Я почему-то испугался. Я понимал, что чем меньше меня будет в этой комнате, тем лучше и безопасней для меня самого. Я принял отведенную мне роль и затаился, как мышь. Я даже постарался как можно скорее снова уснуть, но чем больше я старался, тем возбужденней работал мой мозг, словно в ожидании какого-то события, загипнотизировавшего меня своей неотвратимостью. Я слышал, как мама на цыпочках по деревянным половицам прошла на мою половину – я спал на раскладушке за платяным шкафом, разделяющим комнату надвое – и наклонилась ко мне, стараясь разглядеть в полутьме мое лицо. На меня дохнуло спиртным, что было странно – мама не любила алкоголь, от него у нее сразу начинала болеть голова. Если бы в тот момент я открыл глаза и что-нибудь сказал ей, возможно, дальнейшего бы не было, но я наоборот, изобразил самый глубокий сон, и не только из-за непонятного страха, – нет, вопреки всему я ждал того, что будут делать дальше эти взрослые, – болезненное, скорее даже больное любопытство, охватило меня. Я замер, и мама так и не заметила, что я просто лежу, затаив дыхание. «Спит», – услышал я ее удаляющийся шепот – услышал с облегчением и одновременно с горьким сожалением.
Они пили еще, скорее всего водку, а потом легли. Мамин полутораспальный диван стоял справа от двери, вдоль стены, торцом к шкафу, за которым начиналась моя территория… У нас было два окна, одно на моей, другое – на маминой стороне. Зимней ночью в нашей комнате, если не закрывать занавески, было светло от соседства с уличным фонарем, почти как у тети Лизы, а летом было светло и так, и я засыпал лицом к окну, чтобы видеть бескрайнее небо за ним… Вообще я любил, чтобы, когда я засыпаю, в комнате горел свет.

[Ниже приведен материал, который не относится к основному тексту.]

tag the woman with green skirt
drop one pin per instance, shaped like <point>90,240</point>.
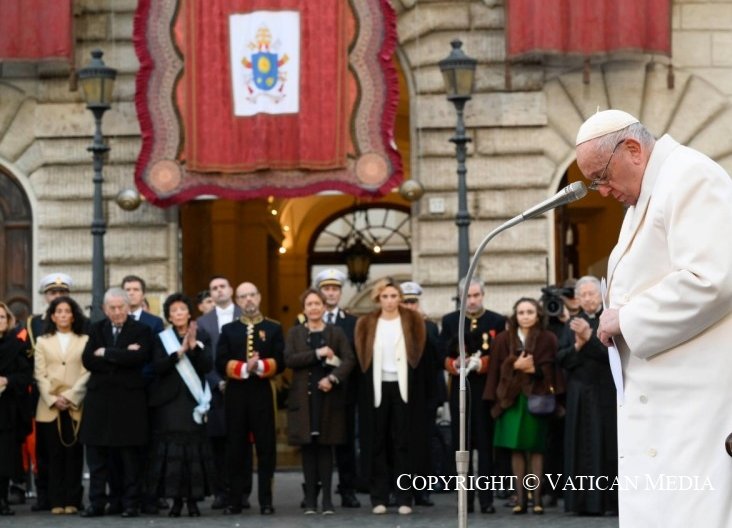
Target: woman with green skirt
<point>522,367</point>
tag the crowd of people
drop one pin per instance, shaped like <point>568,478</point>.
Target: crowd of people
<point>176,414</point>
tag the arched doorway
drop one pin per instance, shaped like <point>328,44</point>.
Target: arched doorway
<point>16,247</point>
<point>382,231</point>
<point>584,232</point>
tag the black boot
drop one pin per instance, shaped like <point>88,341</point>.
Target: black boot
<point>5,508</point>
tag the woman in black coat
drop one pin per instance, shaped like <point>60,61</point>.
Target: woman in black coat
<point>321,359</point>
<point>181,467</point>
<point>15,376</point>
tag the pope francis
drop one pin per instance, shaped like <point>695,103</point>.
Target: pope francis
<point>670,315</point>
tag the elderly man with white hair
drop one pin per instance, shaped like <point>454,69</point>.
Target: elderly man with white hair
<point>115,409</point>
<point>670,315</point>
<point>590,428</point>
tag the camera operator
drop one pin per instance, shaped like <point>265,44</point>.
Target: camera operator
<point>559,305</point>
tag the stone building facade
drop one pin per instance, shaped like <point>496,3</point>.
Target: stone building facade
<point>523,142</point>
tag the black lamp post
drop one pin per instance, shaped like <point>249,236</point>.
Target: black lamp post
<point>97,83</point>
<point>458,72</point>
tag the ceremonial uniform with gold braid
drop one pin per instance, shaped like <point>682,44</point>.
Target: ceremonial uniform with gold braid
<point>480,329</point>
<point>249,402</point>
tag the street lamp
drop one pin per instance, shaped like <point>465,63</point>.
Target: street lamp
<point>458,72</point>
<point>97,83</point>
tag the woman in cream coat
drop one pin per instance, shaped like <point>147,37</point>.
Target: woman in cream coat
<point>61,380</point>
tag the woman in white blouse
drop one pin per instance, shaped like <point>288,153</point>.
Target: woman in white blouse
<point>61,380</point>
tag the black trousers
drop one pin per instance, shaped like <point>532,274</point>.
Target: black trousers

Не то, проснувшись среди ночи, я мог стать невольным свидетелем заговора вещей, когда то одна, то другая из них в каком-то диком получеловеческом облике вдруг бросалась прямо на меня… Только в армии мои галлюцинации прекратились…
…Да, Бог свидетель – я изо всех сил старался заснуть, но у меня не получалось, и я все слышал, абсолютно все, – то, чего нельзя слышать ни при каких обстоятельствах, если ты тут ни при чем. Я и был ни при чем, разве что та женщина, которую распинали за платяным шкафом, была моей матерью. Видимо, она выпила лишнего, чего ей было нельзя, выпила и забыла обо мне или просто забылась, как мечтала о том всегда, – чтобы стать вольной и взлететь… Сначала я слышал только ритмичное поскрипывание диванных пружин и учащенное дыхание, но затем мама стала стонать, и все во мне замерло от ужаса. Он явно мучил ее, этот гад, заламывал ей руки и таскал за волосы. Только зачем? Зачем он делал ей больно, если она и так слушалась его во всем, а я-то думал, что они дружат, нравятся друг другу… Почему же он теперь издевался над ней, и в тишине, сквозь поскрипывание пружин, попадающее в такт с частотой дыхания, раздавались мамины стоны. Мне самому было больно, слезы лились из моих глаз, и я лежал, онемело уставившись в потолок и сжав зубами край пододеяльника, чтобы не зарыдать в голос. Стоны все усиливались, и это было невыносимо – они становились все жалобней, все безысходней, так плачет жертва, истязаемая своим безмолвным входящим в раж палачом, стонет, умоляя о пощаде. И вдруг мама закричала. Такого крика я никогда от нее не слышал – хотя и привык к тому, что она часто кричит на меня, будто не понимая, что я берегу ее, забочусь о ней, люблю ее и мечтаю вырасти поскорее, чтобы постоять за нее во взрослом мире жестоких людей. Да, она закричала, но как-то иначе, – низким, диким и страшным голосом, как зверь, как смертельно раненый зверь, и в крике этом уже не было боли или мольбы – это была агония наступающей смерти.